Queens are Powerful too: Mitigating Gender Bias in Dialogue Generation
This provocatively titled work also focusses on mitigating gender bias in dialogue systems, much like the first work. They offer three ways of mitigating gender bias — counterfactual data augmentation, targeted data collection, and bias controlled training.
Concretely defining gender bias in data is hard, because the circular problem of humans being biased and hence data being biased, implies human annotators may also inadvertently introduce bias. Hence, multiple ideas and annotations were aggregated.
Counterfactual augmentation is the simple task of duplicated every gendered sentence with its binary opposite. This tactic might often result in noisy data. The second method is to use targeted data collection. Human annotators are used to generate bias-free dialogues with sufficient care taken for semantics and diversity in dialogues. In the third method, a model is constructed such that it is aware of gender and the usage of gendered words can be controlled.
Unsupervised Discovery of Implicit Gender Bias
While all the above works were in the space of supervised learning, this one is positioned in the unsupervised space. It is unsupervised in the space of bias, but it is, nevertheless, a classification task. The interesting contribution is that the annotation required, is not dependent on a human annotator’s interpretation of bias, rather what is required is a factual information that the addressee of the statement is male or female.

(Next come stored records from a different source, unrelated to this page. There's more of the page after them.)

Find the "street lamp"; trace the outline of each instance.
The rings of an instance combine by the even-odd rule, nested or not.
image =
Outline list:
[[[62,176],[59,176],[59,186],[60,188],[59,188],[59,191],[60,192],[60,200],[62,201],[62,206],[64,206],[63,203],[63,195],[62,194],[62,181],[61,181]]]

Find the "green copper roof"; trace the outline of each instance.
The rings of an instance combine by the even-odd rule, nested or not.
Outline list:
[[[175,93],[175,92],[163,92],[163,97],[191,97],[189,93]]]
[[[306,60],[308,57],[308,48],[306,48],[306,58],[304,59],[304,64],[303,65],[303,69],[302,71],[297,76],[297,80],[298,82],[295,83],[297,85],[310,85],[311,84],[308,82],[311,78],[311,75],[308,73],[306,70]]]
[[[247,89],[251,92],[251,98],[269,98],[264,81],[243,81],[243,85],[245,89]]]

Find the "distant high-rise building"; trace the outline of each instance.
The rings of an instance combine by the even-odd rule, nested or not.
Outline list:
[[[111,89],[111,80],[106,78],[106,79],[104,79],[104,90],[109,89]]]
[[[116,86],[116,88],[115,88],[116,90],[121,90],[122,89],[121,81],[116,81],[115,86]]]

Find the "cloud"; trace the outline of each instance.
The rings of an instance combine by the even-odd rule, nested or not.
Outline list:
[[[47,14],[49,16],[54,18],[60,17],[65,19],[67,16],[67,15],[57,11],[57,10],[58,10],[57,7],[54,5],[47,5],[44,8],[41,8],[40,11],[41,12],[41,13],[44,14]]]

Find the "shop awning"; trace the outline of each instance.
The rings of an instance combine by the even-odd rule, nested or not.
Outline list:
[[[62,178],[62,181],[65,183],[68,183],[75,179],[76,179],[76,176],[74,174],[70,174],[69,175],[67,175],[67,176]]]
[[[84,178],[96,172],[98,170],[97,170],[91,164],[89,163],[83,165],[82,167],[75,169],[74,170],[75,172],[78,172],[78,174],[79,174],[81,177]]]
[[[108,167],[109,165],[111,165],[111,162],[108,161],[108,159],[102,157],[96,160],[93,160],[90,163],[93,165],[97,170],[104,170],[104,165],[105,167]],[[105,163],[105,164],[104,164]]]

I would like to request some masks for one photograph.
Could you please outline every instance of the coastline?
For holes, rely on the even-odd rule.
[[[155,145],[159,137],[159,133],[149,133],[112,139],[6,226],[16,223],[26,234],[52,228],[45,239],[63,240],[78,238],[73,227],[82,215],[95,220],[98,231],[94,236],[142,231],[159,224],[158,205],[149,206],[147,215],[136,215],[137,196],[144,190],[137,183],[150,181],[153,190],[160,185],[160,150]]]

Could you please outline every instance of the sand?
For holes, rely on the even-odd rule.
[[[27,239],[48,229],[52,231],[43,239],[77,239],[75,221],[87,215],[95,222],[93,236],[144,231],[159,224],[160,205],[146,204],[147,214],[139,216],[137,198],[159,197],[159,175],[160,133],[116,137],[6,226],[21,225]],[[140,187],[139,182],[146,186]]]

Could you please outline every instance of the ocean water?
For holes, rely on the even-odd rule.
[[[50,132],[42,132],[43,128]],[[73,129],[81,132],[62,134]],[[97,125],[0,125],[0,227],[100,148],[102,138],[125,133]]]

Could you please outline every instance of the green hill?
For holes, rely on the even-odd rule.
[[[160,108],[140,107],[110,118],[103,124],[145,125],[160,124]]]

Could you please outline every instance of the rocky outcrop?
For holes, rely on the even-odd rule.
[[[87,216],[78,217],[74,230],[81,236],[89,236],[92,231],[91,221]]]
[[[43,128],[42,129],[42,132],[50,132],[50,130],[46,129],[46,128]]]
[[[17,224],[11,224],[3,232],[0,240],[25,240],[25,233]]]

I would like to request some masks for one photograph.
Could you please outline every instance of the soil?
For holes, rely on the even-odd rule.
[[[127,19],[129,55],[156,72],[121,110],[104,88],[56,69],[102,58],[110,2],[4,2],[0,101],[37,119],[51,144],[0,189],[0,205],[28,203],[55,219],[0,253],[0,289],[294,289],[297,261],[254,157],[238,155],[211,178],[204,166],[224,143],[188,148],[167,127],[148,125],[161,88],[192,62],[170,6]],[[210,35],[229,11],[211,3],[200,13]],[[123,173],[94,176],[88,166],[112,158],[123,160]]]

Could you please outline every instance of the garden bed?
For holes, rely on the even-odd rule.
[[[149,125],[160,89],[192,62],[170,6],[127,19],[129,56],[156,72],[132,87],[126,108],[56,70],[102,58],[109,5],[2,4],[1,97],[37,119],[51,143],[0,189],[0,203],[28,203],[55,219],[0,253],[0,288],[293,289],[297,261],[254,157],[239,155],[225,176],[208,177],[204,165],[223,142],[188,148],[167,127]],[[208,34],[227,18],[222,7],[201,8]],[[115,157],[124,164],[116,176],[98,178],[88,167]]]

The approach used is again, an adversarial approach. The task is to identify the gender, given input text. The most interesting experiment is the evaluation of these representations on a sexism detection task, though the models were not trained for the same. Since there is significant improvement over the random dataset, there is certainly an exciting scope for further research.
And that wraps up the discussion on how gender bias has been tackled at EMNLP 2020. As can be clearly seen, we have a long way to go, but the journey promises to be highly interesting and impactful.